Por unanimidade, os ministros da primeira turma do Superior Tribunal de Justiça (STJ) concluíram que a Contribuição Patronal sobre a Receita Bruta (CPRB) integra a base de cálculo do PIS e da Cofins. Os ministros entenderam que a CPRB é uma receita das empresas e, portanto, sobre ela devem incidir as contribuições.

De acordo com dados da Procuradoria-Geral da Fazenda Nacional (PGFN), derrota no caso implicaria em impacto financeiro de R$ 1,575 bilhões em um ano e R$ 9,46 bilhões em cinco anos.

O relator, desembargador convocado Manoel Erhardt, afirmou que não há simetria entre esta discussão e a relativa ao ICMS na base do PIS e da Cofins. No julgamento da “tese do século”, o Supremo Tribunal Federal (STF) entendeu que o ICMS não é uma receita própria, mas um valor repassado ao estado, e por isso não pode ser incluído no conceito de faturamento, que é a base de cálculo para a cobrança das contribuições.

Erhardt ressaltou ainda que as Leis 10.637/2002 e 10.833/2003, que regulamentam o PIS e a Cofins, são claras ao dispor que as contribuições incidem sobre o total de receitas das empresas. Nessa lógica, como a CPRB é uma receita, sobre ela devem incidir o PIS e a Cofins.

“Estou aqui acolhendo precedentes no sentido de que não é cabível excluir a CPRB da base de cálculo das contribuições, que não há simetria entre esta situação e a relativa ao ICMS. [A CPRB] não se trata de tributo destacado, que efetivamente se possa excluir do conceito de receita bruta”, ressaltou o relator.

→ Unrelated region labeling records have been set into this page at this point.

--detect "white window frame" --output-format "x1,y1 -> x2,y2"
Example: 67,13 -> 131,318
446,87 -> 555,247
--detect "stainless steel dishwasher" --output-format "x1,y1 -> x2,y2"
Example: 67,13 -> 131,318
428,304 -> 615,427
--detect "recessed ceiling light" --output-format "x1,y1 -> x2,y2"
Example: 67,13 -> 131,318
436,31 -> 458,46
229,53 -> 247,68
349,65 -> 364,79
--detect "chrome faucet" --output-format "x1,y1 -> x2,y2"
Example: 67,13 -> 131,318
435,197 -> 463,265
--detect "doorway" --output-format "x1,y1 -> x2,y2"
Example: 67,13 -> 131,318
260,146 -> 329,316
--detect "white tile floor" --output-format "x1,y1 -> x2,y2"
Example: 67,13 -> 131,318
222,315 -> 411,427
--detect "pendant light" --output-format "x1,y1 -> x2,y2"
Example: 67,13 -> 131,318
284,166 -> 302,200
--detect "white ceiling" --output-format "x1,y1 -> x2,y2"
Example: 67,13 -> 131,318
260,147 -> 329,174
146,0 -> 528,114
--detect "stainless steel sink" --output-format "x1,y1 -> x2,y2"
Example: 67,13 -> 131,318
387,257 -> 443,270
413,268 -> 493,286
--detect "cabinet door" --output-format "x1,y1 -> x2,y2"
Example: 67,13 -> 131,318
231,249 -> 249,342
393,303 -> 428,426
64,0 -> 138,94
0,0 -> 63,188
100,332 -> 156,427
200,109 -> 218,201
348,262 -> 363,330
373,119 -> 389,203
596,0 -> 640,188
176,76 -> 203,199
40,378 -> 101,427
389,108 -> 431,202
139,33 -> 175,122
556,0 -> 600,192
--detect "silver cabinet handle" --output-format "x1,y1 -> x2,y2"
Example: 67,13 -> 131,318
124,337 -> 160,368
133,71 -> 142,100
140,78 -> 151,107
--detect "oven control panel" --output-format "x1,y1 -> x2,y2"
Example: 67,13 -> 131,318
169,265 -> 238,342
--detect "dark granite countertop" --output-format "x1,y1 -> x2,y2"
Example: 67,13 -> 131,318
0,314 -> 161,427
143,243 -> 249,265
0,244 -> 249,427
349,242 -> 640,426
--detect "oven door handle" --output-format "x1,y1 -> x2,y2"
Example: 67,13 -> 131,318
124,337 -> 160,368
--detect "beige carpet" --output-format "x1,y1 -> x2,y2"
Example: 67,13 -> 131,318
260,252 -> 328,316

Com isso, os ministros negaram provimento ao recurso da Cebra Conversores Estáticos Brasileiros LTDA. O colegiado manteve, assim, o entendimento do Tribunal Regional Federal da 4ª Região (TRF4). Para o tribunal de origem, “o simples fato de os valores relativos às contribuições não representarem acréscimo patrimonial não é suficiente para ensejar sua exclusão da base de cálculo do PIS e da Cofins, porquanto estas não incidem sobre o lucro da empresa, e sim sobre a sua receita bruta, conceito que deve ser interpretado consoante os parâmetros legais”.

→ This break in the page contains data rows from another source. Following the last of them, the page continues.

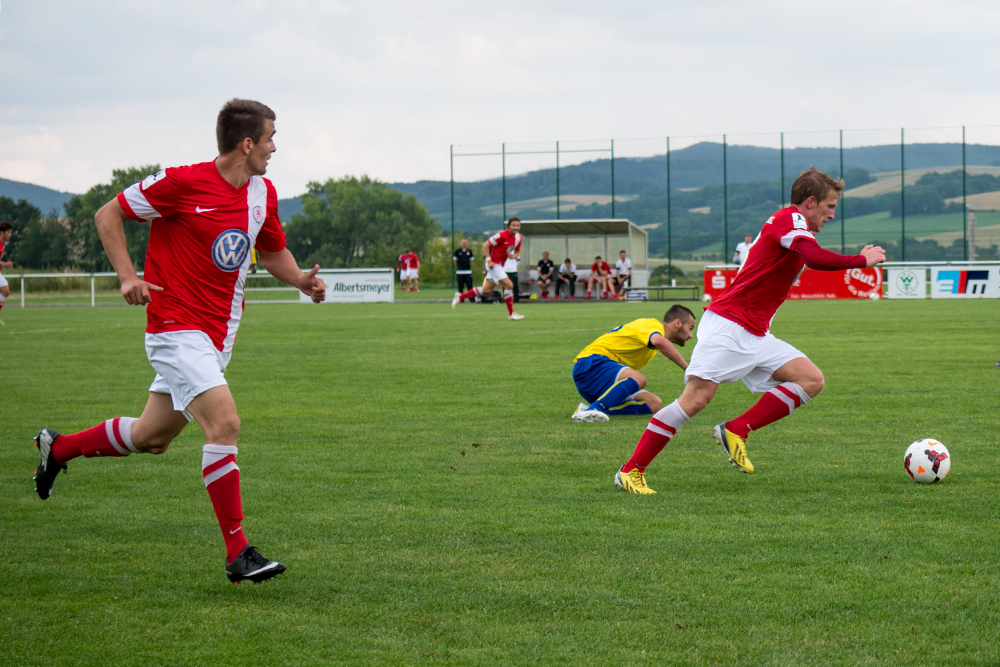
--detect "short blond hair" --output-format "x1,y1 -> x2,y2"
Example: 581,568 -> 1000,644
791,167 -> 844,205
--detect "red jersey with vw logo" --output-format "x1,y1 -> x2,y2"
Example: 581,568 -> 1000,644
708,206 -> 816,336
118,161 -> 285,352
490,229 -> 521,267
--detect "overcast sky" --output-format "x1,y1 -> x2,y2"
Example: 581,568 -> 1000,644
0,0 -> 1000,197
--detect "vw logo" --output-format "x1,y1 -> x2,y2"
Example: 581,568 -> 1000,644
212,229 -> 250,272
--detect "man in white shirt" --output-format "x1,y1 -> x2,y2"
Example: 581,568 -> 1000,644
733,234 -> 753,266
555,257 -> 576,299
615,250 -> 632,294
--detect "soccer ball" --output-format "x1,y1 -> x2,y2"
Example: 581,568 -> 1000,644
903,438 -> 951,484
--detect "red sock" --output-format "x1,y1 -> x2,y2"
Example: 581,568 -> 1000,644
52,417 -> 138,464
726,382 -> 809,438
621,401 -> 689,472
201,445 -> 247,563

A decisão do STJ dá resposta a um imbróglio no Judiciário sobre a CPRB. Sobretudo depois do julgamento da “tese do século”, várias teses surgiram sobre a exclusão de diversos tributos da base de cálculo das contribuições, entre eles a CPRB.

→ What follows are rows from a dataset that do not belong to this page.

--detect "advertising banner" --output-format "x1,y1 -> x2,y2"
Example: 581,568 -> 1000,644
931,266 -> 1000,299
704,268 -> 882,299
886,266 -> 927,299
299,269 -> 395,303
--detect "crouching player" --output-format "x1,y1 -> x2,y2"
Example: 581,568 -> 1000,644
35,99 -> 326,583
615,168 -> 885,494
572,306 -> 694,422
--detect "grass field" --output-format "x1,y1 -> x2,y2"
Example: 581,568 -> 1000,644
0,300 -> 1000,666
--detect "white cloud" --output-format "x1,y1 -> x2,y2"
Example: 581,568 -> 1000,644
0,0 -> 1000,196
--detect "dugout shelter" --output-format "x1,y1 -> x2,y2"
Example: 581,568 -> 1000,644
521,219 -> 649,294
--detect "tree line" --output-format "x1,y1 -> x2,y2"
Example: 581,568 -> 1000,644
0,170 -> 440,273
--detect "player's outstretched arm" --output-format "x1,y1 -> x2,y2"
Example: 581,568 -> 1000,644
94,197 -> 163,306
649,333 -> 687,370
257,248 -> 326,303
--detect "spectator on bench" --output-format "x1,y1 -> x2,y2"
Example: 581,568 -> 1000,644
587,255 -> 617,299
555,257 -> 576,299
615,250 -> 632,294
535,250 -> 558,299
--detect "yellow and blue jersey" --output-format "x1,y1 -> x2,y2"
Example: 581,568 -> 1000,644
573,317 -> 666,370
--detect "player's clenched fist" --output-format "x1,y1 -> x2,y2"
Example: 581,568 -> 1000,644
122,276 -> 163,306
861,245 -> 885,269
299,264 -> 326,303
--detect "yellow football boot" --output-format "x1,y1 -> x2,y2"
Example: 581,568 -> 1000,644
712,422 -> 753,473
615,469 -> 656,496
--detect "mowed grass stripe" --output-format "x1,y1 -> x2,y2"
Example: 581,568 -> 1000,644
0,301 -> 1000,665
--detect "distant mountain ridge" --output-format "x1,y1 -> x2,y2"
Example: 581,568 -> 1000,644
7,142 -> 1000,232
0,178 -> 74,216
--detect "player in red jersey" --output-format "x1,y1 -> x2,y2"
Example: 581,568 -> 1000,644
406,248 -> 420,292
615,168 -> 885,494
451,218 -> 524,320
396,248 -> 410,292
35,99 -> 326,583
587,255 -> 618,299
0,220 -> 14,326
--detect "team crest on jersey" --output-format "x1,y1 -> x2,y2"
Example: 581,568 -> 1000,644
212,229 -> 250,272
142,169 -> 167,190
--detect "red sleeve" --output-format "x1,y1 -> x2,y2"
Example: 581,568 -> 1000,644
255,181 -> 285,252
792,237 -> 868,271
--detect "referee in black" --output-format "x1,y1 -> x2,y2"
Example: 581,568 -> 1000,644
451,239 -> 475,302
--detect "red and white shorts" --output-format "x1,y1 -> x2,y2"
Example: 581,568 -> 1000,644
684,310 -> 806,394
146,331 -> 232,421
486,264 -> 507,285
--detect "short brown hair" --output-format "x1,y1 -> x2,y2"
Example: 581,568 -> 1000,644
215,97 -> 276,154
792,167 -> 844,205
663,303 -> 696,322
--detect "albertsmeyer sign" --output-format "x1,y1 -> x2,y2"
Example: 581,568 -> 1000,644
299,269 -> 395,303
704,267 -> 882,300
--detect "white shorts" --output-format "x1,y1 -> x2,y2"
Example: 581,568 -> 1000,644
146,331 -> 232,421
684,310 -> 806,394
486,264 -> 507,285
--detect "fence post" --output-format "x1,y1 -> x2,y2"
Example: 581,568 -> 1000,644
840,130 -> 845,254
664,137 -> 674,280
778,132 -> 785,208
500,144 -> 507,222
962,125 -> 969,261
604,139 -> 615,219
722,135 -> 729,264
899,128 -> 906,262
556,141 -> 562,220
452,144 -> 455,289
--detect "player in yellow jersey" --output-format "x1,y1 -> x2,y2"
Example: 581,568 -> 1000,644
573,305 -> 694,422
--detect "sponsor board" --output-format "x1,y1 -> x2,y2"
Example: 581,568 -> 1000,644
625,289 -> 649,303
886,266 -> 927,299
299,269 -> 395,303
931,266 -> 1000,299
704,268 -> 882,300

Em novembro de 2020, o STF negou seguimento a um recurso sobre esse mesmo tema, o RE 1244117, por entender que a matéria é infraconstitucional e, portanto, deveria ser decidida pelo STJ.

O processo julgado pela primeira turma do STJ foi o REsp 1945068/RS, e as partes são a Cebra Conversores Estáticos Brasileiros LTDA e a Fazenda Nacional.